Potensinews.id – Menuju pendidikan gratis yang berkeadilan di Lampung.
Poros Wartawan Lampung memberikan dukungan penuh terhadap kebijakan Gubernur Lampung, Rahmat Mirzani Djausal, yang menyatakan akan mengkaji ulang penerapan iuran komite sekolah.
Langkah ini patut diapresiasi karena merepresentasikan keberpihakan pada masyarakat, terutama kelompok ekonomi lemah yang selama ini menghadapi tekanan biaya pendidikan yang tidak kecil.
Evaluasi terhadap kebijakan uang komite menjadi momentum penting untuk membenahi akar persoalan akses pendidikan di Lampung.
Sejauh ini, banyak sekolah termasuk sekolah negeri menerapkan iuran komite dalam jumlah tinggi. Meskipun secara regulasi iuran tersebut bersifat sukarela, di lapangan seringkali terjadi tekanan halus yang menjadikannya seolah wajib.

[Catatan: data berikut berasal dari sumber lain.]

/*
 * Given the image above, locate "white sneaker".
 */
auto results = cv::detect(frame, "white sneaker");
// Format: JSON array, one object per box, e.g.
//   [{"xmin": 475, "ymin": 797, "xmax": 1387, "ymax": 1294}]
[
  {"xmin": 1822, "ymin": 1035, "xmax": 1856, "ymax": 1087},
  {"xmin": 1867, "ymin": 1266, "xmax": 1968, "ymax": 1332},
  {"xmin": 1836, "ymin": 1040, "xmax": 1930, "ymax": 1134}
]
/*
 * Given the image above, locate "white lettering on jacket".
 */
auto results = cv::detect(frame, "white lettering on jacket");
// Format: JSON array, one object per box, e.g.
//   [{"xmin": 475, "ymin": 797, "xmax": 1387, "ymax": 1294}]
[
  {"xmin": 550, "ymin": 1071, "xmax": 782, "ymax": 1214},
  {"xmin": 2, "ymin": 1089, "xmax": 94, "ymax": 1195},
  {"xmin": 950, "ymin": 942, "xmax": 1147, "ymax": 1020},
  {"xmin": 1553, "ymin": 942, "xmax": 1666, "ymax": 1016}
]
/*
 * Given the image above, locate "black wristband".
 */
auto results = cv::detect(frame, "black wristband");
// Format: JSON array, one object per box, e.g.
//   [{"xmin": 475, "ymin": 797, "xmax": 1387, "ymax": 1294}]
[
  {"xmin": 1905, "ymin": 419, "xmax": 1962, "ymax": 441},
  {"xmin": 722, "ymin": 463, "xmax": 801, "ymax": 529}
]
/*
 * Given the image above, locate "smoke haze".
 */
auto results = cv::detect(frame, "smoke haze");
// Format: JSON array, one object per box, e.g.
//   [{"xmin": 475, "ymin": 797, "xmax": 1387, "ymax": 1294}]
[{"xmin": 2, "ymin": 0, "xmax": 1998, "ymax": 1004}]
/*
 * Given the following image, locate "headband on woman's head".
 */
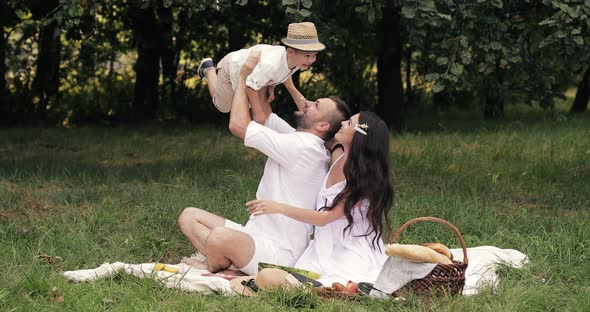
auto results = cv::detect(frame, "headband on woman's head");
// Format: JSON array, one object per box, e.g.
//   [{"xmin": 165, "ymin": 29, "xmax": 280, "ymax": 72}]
[{"xmin": 354, "ymin": 123, "xmax": 369, "ymax": 136}]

Ini tentu menjadi ironi di tengah upaya pemerintah mewujudkan pendidikan untuk semua.
Pendidikan adalah hak konstitusional warga negara. UUD 1945 secara tegas menyatakan bahwa setiap warga negara berhak mendapat pendidikan, dan negara bertanggung jawab dalam penyediaannya.
Maka, iuran dalam bentuk apa pun yang memberatkan masyarakat bertentangan dengan semangat konstitusi tersebut.
Evaluasi terhadap uang komite adalah langkah awal yang baik. Namun, Poros Wartawan Lampung mendorong agar visi ke depan diarahkan untuk mewujudkan pendidikan gratis dan bebas pungutan dalam bentuk apa pun di seluruh sekolah negeri di Lampung.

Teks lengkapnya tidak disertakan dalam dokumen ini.